Like a madman who throws burning arrows arrows and death.
So a person [who] he deceives neighbor his and he says ¿ not jesting [was] I.
20 Odun bitince ateş söner, Dedikoducu yok olunca kavga diner.
With not wood it is extinguished a fire and with not a slanderer it becomes quiet strife.
21 Kor için kömür, ateş için odun neyse, Çekişmeyi alevlendirmek için kavgacı da öyledir.
Charcoal to burning coals and wood to fire and a person of (contentions *Q(K)*) to kindling strife.
22 Dedikodu tatlı lokma gibidir, İnsanın ta içine işler.
[the] words of A slanderer [are] like delicacies and they they go down [the] chambers of [the] belly.
23 Okşayıcı dudaklarla kötü yürek, Sırlanmış toprak kaba benzer.
Silver of dross overlaid on earthenware lips burning and a heart of evil.
24 Yüreği nefret dolu kişi sözleriyle niyetini gizlemeye çalışır, Ama içi hile doludur.
(With lips his *Q(K)*) he disguises himself [one who] hates and in inner being his he puts deceit.

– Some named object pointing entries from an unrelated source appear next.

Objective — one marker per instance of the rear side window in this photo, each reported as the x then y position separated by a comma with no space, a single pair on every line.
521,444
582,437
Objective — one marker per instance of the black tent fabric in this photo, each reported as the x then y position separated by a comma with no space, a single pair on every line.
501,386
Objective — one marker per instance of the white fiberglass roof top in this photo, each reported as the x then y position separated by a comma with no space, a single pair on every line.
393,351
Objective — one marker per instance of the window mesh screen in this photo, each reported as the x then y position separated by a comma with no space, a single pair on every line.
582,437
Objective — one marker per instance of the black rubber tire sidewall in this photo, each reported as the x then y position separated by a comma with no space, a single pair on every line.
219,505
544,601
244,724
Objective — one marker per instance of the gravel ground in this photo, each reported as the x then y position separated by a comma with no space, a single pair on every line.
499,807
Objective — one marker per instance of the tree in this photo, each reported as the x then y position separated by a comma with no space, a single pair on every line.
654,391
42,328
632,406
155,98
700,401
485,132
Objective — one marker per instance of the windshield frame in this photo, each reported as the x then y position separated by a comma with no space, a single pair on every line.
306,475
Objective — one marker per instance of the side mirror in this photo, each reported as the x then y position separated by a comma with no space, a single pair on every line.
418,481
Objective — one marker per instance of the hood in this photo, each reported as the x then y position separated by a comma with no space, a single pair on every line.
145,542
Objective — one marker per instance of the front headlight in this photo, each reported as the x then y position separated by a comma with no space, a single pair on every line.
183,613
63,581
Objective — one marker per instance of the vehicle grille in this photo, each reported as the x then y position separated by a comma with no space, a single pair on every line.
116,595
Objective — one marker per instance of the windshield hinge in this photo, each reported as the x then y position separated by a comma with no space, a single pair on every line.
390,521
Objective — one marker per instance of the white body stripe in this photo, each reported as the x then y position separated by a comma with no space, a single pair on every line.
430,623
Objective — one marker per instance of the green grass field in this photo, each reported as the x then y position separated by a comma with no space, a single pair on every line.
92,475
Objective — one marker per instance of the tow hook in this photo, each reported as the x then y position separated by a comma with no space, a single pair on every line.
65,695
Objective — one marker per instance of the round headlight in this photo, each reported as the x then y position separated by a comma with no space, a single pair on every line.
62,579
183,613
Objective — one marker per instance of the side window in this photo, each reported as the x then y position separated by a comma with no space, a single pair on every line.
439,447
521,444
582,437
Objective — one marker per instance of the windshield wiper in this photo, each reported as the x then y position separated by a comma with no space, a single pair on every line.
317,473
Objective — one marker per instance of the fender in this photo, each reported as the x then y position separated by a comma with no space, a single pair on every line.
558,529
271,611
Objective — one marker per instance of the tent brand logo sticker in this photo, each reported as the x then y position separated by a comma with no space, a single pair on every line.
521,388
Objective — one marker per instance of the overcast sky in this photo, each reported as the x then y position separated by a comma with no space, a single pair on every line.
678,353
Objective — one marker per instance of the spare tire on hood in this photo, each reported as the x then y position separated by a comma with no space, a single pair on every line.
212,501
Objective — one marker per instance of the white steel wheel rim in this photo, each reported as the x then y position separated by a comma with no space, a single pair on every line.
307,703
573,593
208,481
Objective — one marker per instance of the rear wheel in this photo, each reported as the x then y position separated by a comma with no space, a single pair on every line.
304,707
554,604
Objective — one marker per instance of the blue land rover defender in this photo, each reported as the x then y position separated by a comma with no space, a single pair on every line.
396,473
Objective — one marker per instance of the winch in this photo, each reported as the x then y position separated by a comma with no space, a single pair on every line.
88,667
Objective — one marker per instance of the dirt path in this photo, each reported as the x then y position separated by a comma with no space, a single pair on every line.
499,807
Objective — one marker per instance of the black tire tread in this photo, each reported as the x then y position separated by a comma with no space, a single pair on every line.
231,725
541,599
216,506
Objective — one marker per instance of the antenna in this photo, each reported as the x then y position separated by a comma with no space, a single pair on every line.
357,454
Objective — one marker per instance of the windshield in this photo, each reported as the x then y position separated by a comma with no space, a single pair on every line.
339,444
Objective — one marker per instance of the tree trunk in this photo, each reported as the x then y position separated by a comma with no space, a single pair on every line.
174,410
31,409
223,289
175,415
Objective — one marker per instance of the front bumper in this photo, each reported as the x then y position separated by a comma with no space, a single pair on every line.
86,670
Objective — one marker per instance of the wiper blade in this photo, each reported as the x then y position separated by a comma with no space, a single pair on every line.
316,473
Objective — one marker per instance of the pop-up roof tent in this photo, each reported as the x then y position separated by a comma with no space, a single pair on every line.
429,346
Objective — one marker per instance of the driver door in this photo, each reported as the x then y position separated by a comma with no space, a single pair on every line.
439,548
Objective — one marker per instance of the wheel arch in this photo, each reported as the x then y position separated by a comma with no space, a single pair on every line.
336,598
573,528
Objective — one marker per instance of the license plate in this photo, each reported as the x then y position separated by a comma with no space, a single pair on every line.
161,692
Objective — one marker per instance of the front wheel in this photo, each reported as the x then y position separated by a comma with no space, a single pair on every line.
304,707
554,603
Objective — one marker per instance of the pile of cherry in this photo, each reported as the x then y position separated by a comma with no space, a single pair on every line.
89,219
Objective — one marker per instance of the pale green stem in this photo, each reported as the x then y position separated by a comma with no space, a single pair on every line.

25 Güzel sözlerine kanma, Çünkü yüreğinde yedi iğrenç şey vardır.
If he will make favorable voice his may not you trust in him for seven abominations [are] in heart his.
26 Nefretini hileyle örtse bile, Kötülüğü toplumun önünde ortaya çıkar.
It covers itself hatred with deception it will be revealed wickedness his in [the] assembly.
27 Başkasının kuyusunu kazan içine kendi düşer, Taşı yuvarlayan altında kalır.
[one who] digs A pit in it he will fall and [one who] rolls a stone to him it will return.
28 Yalancı dil incittiği kişilerden nefret eder, Yaltaklanan ağızdan yıkım gelir.
A tongue of falsehood it hates crushed [people] its and a mouth flattering it makes stumbling.